The form of the question, while seeming to allow the addressee to supply any answer he chooses, in fact allows him only to choose among contraries. It does not allow him to negate the accusation implicit in the question.
Kant avoids the skeptical impasse by refusing to answer the question ‘Is the world finite or infinite?’ and by negating instead the assumption implicit in the question: the world is. (30)
🙂 The assumption that the world exists is ill founded.
When [Lacan] says “the woman is not-all”, he demands that we read this statement as an INDEFINITE JUDGEMENT.
- a thesis: the world has a beginning in time and is limited in space
There is no phenomenon that is not an object of possible experience (or not subject to the rule of regress).

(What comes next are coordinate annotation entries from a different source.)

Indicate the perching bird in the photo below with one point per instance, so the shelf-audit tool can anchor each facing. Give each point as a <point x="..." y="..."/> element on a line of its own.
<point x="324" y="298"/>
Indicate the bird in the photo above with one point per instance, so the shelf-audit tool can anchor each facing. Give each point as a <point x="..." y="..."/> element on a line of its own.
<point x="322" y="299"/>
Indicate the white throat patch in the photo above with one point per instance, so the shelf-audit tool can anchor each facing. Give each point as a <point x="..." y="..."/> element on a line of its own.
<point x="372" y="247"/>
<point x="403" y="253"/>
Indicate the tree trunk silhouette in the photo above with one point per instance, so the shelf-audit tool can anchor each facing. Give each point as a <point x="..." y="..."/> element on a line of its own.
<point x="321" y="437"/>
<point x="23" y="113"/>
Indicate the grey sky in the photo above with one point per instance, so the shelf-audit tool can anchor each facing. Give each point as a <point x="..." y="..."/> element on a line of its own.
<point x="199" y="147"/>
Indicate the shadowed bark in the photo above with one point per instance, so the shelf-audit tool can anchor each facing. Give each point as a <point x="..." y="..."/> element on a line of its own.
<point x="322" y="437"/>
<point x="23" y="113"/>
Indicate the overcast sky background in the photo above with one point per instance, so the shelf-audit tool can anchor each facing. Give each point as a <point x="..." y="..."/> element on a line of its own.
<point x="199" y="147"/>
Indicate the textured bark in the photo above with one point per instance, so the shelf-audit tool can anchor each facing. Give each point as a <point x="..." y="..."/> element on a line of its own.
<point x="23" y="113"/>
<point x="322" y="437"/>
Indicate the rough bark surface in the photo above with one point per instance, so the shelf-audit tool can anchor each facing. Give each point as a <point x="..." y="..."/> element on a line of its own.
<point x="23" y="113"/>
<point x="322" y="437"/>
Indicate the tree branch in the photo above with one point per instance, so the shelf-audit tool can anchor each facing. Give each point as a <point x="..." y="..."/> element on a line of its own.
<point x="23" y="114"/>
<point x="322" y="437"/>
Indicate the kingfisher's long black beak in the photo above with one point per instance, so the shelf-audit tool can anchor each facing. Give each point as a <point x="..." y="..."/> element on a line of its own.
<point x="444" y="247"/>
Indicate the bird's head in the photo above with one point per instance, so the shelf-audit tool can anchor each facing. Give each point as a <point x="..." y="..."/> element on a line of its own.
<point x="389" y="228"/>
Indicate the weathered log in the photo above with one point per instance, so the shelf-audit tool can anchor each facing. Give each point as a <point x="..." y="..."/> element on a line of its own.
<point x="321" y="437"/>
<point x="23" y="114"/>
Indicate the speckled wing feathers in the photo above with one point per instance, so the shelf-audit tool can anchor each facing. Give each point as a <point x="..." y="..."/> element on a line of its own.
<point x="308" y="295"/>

- an antithesis: the world has no beginning and no limits in space, but is, in relation both to time and space, infinite.
Our acknowledgment of the absence of a limit to the set of phenomena does not oblige us to maintain the antithetical position — that they are INFINITE — rather, it obliges us to recognize the basic FINITUDE of all phenomena, the fact that they are inescapably subject to conditions of time and space and must therefore be encountered one by one, indefinitely, without the possibility of reaching an end, a point where all phenomena would be known. (31)
[According to Kant] our reason is limited because the procedures of our knowledge have no term, no limit. What limits reason is a lack of limit.